Danach stellten verschiedene Lehrkräfte mit dem Fokus auf Lernbegleitung und Digitalisierung in kurzen Präsentationen die Schule näher vor: Studiendirektorin Christiane Winz verwies darauf, wie gut die Schule bereits vor dem ersten Lockdown aufgestellt gewesen sei und wie sich das BSZ bis zum zweiten Lockdown weiterentwickelt habe; Julia Schmiedeberg zeigte, wie am Schulzentrum das Lerncoaching aufgebaut ist; Ariane Ruff präsentierte den Themenbereich „Projektorientiertes Lernen“; Anna Lorenz gab einen Einblick in das von Schülerinnen und Schülern entworfene virtuelle „Emilia-Galotti-Museum“; Alexandra Rothweiler präsentierte die digitalen Infoabende und Werbewochen des BSZ sowie dessen Auftritt in den sozialen Medien und wie dieser weiterentwickelt werden wird; die stellvertretende Schulleiterin, Leonie Schneider-Loye, zeigte am Beispiel der kürzlich stattgefundenen „Green Weeks“, wie die Schule das Thema Nachhaltigkeit angeht; und Schulleiter Plehn präsentierte der Ministerin verschiedene Kooperationen der Schule mit außerschulischen Partnern, etwa der Universität Tübingen im Bereich Mathematik und natürlich den Ausbildungsbetrieben.

„Überaus wertvoll“

„Für mich war das ein überaus wertvoller Besuch“, sagte die Oberbayerin.
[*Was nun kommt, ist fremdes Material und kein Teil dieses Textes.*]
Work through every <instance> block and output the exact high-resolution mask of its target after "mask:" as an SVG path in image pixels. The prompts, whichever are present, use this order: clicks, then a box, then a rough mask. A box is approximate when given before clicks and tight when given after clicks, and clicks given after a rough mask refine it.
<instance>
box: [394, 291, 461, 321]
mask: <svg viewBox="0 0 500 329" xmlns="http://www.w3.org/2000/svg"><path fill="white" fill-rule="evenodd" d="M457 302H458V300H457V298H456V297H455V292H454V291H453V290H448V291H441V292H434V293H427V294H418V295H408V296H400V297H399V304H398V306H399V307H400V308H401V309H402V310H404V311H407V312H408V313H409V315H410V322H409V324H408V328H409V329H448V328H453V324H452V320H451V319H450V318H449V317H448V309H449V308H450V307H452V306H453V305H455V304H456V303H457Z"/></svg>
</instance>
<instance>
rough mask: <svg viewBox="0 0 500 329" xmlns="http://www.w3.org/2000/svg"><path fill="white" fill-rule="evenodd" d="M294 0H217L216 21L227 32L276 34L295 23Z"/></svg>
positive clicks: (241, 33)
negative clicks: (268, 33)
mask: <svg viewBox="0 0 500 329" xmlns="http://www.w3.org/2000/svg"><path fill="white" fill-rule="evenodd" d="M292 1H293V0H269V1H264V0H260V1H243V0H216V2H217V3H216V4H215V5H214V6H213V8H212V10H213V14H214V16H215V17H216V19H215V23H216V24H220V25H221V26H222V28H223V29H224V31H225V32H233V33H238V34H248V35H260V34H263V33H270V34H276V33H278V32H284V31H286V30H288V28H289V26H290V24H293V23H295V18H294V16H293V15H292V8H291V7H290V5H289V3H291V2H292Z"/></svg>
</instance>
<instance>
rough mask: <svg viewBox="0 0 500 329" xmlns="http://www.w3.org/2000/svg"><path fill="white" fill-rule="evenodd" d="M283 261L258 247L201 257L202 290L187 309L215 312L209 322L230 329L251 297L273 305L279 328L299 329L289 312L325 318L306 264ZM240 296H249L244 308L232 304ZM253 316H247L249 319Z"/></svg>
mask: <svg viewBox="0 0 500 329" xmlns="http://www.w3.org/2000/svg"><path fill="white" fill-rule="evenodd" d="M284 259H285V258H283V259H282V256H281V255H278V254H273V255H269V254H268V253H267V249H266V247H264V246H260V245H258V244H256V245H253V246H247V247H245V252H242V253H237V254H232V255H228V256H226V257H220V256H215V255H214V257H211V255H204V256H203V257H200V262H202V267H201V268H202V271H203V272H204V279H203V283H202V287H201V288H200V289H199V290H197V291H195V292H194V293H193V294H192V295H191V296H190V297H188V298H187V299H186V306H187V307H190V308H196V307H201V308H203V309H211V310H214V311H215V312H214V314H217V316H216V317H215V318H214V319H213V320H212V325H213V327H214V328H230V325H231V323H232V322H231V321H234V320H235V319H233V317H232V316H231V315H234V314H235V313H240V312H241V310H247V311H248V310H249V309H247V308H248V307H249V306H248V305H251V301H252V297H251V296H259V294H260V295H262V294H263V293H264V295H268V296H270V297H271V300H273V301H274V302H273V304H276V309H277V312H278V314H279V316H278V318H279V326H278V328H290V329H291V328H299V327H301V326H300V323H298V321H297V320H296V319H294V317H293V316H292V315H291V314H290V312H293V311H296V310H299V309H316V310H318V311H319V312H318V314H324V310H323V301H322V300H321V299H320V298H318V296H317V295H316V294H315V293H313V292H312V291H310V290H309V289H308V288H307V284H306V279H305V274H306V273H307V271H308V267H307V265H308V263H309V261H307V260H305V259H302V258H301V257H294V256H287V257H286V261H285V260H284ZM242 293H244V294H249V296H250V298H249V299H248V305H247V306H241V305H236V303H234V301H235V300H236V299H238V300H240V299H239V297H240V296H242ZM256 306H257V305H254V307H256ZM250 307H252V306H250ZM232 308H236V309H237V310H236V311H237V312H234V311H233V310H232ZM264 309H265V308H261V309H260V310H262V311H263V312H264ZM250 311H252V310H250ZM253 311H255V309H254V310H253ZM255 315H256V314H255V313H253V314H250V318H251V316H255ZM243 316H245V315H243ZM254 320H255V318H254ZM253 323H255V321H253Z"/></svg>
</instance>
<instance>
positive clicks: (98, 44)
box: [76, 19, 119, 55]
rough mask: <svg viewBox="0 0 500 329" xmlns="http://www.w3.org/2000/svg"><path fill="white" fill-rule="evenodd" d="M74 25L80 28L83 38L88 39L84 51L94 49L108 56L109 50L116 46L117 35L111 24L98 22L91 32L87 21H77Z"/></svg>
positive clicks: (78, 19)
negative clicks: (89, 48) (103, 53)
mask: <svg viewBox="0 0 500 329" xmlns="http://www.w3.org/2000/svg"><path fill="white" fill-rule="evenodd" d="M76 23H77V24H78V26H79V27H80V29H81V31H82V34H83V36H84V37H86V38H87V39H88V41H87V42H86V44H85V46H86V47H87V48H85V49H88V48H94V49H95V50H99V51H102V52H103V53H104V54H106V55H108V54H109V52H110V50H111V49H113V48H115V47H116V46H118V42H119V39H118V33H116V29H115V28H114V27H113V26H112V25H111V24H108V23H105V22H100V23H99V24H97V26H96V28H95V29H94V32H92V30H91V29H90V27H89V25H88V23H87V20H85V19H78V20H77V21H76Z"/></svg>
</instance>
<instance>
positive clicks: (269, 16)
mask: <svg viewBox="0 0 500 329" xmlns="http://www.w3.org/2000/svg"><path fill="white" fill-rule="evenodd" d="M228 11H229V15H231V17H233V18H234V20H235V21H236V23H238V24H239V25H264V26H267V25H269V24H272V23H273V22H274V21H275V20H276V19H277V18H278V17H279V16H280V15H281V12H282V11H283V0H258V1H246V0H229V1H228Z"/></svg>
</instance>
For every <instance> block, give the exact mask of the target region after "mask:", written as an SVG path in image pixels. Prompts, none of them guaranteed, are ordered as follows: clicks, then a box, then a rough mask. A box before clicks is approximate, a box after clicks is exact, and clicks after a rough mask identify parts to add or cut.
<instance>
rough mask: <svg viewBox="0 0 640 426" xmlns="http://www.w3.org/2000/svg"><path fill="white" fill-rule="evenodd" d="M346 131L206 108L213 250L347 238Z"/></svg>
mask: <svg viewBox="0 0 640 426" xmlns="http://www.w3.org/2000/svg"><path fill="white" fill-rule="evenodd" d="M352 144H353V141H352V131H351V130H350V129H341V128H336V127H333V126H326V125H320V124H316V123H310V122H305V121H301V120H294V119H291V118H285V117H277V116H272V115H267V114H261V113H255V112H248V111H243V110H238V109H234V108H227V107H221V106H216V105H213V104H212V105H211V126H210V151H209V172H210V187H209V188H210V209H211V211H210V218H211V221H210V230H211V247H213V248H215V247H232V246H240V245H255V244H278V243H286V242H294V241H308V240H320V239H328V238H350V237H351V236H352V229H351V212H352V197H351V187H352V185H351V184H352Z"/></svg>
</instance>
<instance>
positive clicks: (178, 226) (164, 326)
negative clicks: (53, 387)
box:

Nicht nur für die weiteren Planungen, sondern auch für die politischen Debatten sei es wichtig, die Realitäten vor Ort zu kennen. „Und wenn ich einmal weitere Fragen habe, weiß ich ja jetzt, wo ich anrufen kann“, bedankte sich Kultusministerin Schopper abschließend für die Einladung.